Phosphorescent Pt(ii) complexes bearing a monoanionic C^N^N luminophore and tunable ancillary ligands

A new monoanionic pincer luminophore is presented, yielding phosphorescent Pt(ii) complexes bearing a neutral 1,2,3-triazole ring introduced via click chemistry. The overall charge, intermolecular interactions and excited state properties can be manipulated and controlled.

Influence of the monodentate ancillary ligand on the photophysical properties of Pt(II) complexes bearing a symmetric dianionic tridentate luminophore

Herein we present a study of the influence of the ancillary ligand on the photophysical properties of Pt(II) complexes with a symmetric tridentate luminophore. Starting from a previously used bulky triphenylphosphane (PPh3) as the monodentate ancillary ligand, progressively smaller ancillary ligands were introduced, namely a PPh2Me and a PPhMe2 and finally compared with a planar 4-amylpyridine. We observed that the emission wavelength of the monomer was not influenced by the monodentate ligand, and that excimer formation only occurs for the fully planar complex. Surprisingly, intermolecular deactivation pathways can be largely suppressed even with the smallest phosphane. This knowledge is important for the design and realization of triplet emitters for optoelectronic devices.

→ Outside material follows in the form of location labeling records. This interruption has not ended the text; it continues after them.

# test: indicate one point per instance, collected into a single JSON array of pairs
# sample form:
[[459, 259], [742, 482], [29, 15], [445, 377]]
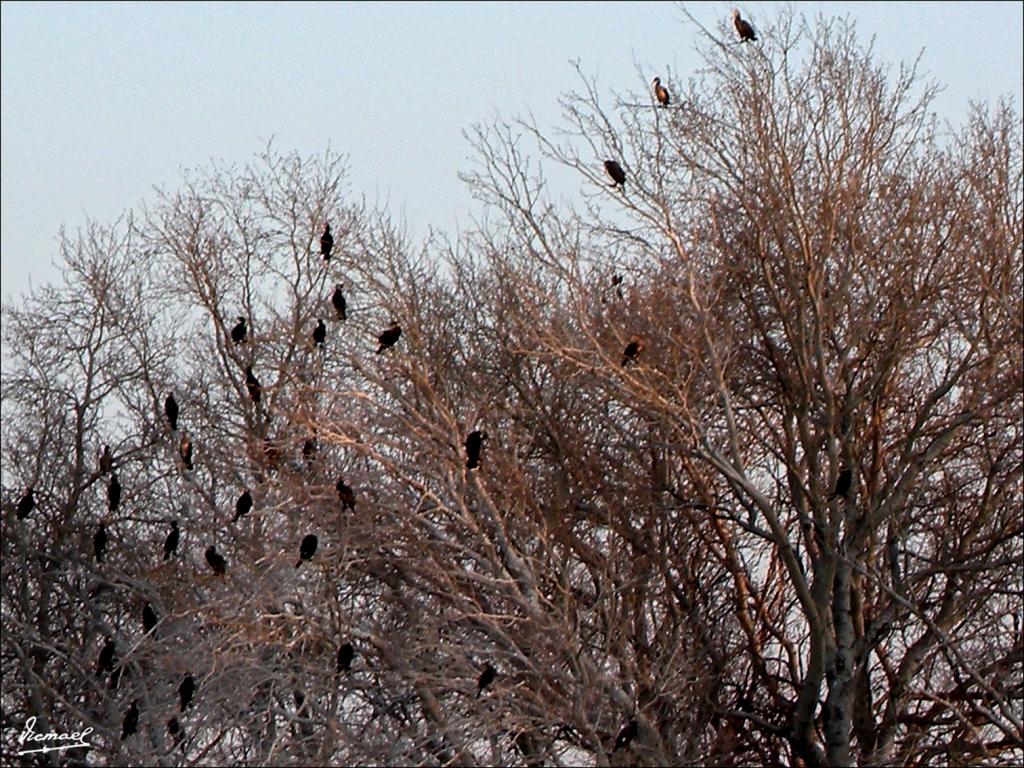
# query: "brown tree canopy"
[[787, 531]]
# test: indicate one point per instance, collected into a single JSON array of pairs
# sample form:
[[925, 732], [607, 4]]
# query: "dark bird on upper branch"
[[171, 411], [615, 171], [474, 443], [388, 338], [243, 506], [340, 305], [660, 92], [743, 28], [99, 540], [632, 350], [215, 561], [485, 679], [307, 548]]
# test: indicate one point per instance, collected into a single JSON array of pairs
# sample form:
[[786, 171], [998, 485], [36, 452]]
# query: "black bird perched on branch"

Synthesis, photophysical characterization and DFT studies on fluorine-free deep-blue emitting Pt(II) complexes

Herein we show that cyclometalated, square planar Pt(II) complexes can be tuned to achieve deep-blue phosphorescent emitters. For this purpose, the introduction of an electron-donating moiety on two different bidentate NˆN and NˆO fluorine-free luminophores, namely 2-(1H-tetrazol-5-yl)pyridine and picolinic acid, was carried out. The remaining two coordination sites of the Pt(II) metal center were filled by a sterically demanding cyclometallating unit, namely a tertiary phosphite CˆP ligand. This ancillary ligand avoids aggregation and provides high solubility in organic solvents. Based on this approach, we were able to blue-shift the emission of the complexes down to 411 nm, and to achieve a maximal photoluminescence quantum yield of 56% in the solid state.